Bisnis.com, JAKARTA — Rusia mengembangkan layanan internet satelit baru yang ditargetkan menjadi pesaing Starlink milik Elon Musk.
Kepala Badan Antariksa Rusia (Roscosmos), Dmitry Bakanov, mengatakan proyek ini dipercepat untuk mengejar ketertinggalan dari SpaceX, yang sudah lebih dulu mendominasi industri satelit.
“Beberapa satelit uji coba sudah berada di orbit dan telah diperiksa. Produksi berikutnya juga telah dimodifikasi sesuai kebutuhan. Kami bergerak dengan cepat ke arah ini,” kata Bakanov dikutip dari laman Reuters pada Minggu (21/9/2025).
Pengembangan sistem internet satelit orbit rendah (LEO) ini ditangani oleh perusahaan kedirgantaraan Rusia, Bureau 1440. Proyek tersebut ditujukan untuk menyediakan layanan internet pita lebar ke berbagai belahan dunia.

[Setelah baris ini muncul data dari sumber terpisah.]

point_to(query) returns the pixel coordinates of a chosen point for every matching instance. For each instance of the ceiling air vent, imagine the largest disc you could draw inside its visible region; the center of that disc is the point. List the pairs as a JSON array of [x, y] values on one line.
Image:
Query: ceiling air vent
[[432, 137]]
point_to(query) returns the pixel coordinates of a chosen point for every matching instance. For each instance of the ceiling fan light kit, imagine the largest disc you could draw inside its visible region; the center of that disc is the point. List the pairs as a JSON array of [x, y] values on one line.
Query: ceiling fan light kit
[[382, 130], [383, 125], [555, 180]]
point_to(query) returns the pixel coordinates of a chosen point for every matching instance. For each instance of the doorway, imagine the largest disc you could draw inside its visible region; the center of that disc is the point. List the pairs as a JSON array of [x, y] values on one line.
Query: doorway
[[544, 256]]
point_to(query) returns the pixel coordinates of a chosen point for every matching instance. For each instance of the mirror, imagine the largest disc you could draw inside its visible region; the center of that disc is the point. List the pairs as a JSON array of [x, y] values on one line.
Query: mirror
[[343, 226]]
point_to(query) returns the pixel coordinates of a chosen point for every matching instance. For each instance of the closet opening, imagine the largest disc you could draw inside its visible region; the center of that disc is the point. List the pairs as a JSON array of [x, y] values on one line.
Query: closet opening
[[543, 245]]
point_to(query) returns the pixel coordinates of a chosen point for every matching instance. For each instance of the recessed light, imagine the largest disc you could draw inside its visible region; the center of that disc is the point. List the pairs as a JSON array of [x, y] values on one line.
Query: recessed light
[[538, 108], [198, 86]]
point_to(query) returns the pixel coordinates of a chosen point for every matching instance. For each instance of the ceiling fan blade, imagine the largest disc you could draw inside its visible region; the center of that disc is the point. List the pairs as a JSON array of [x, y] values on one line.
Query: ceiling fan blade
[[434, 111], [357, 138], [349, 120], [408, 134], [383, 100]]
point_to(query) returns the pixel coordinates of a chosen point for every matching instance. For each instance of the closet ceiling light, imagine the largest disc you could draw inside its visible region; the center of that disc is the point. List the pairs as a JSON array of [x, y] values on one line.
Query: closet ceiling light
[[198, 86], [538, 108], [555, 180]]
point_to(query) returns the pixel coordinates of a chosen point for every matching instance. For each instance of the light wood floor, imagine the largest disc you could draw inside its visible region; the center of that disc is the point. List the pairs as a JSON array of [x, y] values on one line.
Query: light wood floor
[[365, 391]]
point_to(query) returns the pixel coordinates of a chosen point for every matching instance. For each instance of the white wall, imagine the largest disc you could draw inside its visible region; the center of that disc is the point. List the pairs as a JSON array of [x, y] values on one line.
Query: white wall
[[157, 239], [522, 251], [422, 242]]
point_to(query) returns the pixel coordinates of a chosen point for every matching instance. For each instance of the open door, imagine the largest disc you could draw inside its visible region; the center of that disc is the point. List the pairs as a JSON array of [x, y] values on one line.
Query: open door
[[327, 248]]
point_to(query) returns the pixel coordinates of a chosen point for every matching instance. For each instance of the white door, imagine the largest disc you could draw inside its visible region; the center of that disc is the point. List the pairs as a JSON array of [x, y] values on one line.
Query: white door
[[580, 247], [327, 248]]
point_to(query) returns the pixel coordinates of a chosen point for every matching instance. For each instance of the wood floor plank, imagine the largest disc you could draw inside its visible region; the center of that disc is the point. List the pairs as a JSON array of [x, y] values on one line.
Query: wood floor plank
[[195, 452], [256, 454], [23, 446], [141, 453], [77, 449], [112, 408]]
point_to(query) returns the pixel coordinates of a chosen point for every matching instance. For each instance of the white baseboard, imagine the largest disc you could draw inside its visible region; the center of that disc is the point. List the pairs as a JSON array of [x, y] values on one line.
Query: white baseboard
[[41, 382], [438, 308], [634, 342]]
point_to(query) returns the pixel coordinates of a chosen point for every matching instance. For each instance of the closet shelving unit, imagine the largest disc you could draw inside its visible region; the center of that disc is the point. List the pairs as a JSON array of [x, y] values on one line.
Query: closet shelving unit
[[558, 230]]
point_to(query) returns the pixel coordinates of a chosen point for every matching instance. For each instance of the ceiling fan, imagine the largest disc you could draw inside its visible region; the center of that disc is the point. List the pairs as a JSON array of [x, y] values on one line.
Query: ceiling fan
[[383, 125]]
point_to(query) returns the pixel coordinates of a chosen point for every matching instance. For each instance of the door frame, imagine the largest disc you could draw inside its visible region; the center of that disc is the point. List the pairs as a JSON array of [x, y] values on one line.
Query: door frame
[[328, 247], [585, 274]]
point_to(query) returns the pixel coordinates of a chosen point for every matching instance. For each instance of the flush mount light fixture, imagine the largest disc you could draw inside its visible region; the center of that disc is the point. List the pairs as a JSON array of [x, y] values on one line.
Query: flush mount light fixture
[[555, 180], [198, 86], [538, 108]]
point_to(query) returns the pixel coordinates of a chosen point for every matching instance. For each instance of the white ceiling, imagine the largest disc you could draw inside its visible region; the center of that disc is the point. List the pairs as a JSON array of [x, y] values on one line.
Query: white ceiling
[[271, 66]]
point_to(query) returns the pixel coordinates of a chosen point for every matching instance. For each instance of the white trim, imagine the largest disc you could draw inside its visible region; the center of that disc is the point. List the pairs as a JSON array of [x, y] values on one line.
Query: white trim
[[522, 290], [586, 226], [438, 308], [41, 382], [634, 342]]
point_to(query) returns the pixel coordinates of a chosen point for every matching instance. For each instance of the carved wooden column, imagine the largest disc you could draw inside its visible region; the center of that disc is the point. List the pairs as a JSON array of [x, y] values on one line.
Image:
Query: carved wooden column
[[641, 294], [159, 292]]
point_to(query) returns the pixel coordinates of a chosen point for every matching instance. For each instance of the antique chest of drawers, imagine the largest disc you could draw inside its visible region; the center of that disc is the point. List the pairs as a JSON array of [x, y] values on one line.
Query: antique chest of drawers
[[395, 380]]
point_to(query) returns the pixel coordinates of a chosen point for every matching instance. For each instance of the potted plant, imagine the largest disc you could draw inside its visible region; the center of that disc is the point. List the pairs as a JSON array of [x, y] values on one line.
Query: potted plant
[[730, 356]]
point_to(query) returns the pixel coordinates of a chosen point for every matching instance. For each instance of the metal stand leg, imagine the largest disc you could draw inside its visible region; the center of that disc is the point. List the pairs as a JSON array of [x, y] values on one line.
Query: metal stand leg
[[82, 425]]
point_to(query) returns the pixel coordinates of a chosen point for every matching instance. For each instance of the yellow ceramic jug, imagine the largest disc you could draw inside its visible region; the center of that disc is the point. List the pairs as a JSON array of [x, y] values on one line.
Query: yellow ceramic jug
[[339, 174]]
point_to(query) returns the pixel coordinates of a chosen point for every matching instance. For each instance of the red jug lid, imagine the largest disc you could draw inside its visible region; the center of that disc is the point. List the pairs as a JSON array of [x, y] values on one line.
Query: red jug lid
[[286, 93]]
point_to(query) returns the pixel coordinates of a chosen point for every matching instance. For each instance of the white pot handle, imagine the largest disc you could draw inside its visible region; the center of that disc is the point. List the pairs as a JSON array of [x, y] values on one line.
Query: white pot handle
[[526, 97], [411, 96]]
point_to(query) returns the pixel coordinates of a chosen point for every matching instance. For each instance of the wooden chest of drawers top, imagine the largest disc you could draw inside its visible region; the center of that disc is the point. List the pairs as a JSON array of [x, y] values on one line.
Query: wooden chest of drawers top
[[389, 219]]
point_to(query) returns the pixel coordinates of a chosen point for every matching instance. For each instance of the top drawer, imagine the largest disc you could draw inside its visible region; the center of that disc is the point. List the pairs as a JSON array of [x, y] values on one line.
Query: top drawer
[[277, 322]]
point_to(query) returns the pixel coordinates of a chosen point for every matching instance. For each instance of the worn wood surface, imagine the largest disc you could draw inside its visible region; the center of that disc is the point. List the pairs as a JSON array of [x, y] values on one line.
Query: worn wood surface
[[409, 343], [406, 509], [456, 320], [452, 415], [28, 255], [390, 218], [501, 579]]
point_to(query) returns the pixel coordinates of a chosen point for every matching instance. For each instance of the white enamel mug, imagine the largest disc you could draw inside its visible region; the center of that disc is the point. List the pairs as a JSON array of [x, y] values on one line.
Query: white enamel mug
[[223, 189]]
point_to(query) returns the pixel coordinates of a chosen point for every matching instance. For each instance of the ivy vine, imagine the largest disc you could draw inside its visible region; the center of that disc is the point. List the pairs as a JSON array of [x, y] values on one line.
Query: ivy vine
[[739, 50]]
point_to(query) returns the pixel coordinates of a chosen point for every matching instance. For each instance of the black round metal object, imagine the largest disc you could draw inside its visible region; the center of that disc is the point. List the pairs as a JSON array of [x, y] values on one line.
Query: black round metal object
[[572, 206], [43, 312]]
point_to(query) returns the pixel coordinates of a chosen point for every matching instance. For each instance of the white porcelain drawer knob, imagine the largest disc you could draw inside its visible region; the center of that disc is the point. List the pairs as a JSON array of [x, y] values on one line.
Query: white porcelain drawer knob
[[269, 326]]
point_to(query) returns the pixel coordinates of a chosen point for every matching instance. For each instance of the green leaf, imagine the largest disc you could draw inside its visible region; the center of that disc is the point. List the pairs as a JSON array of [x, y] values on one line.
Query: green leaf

Bakanov juga menyebut Rusia telah banyak belajar dari kesalahan masa lalu, termasuk ketika pada 2002 mereka menolak tawaran Musk yang ingin membeli rudal balistik antarbenua (ICBM) untuk peluncuran luar angkasa.
Penolakan tersebut justru memicu Musk mendirikan SpaceX dan menekan biaya peluncuran, yang pada akhirnya merugikan Rusia. Sejarah mencatat, Uni Soviet pernah memimpin dalam perlombaan antariksa dengan meluncurkan satelit pertama, Sputnik 1, pada 1957, dan mengirim Yuri Gagarin sebagai manusia pertama di luar angkasa pada 1961.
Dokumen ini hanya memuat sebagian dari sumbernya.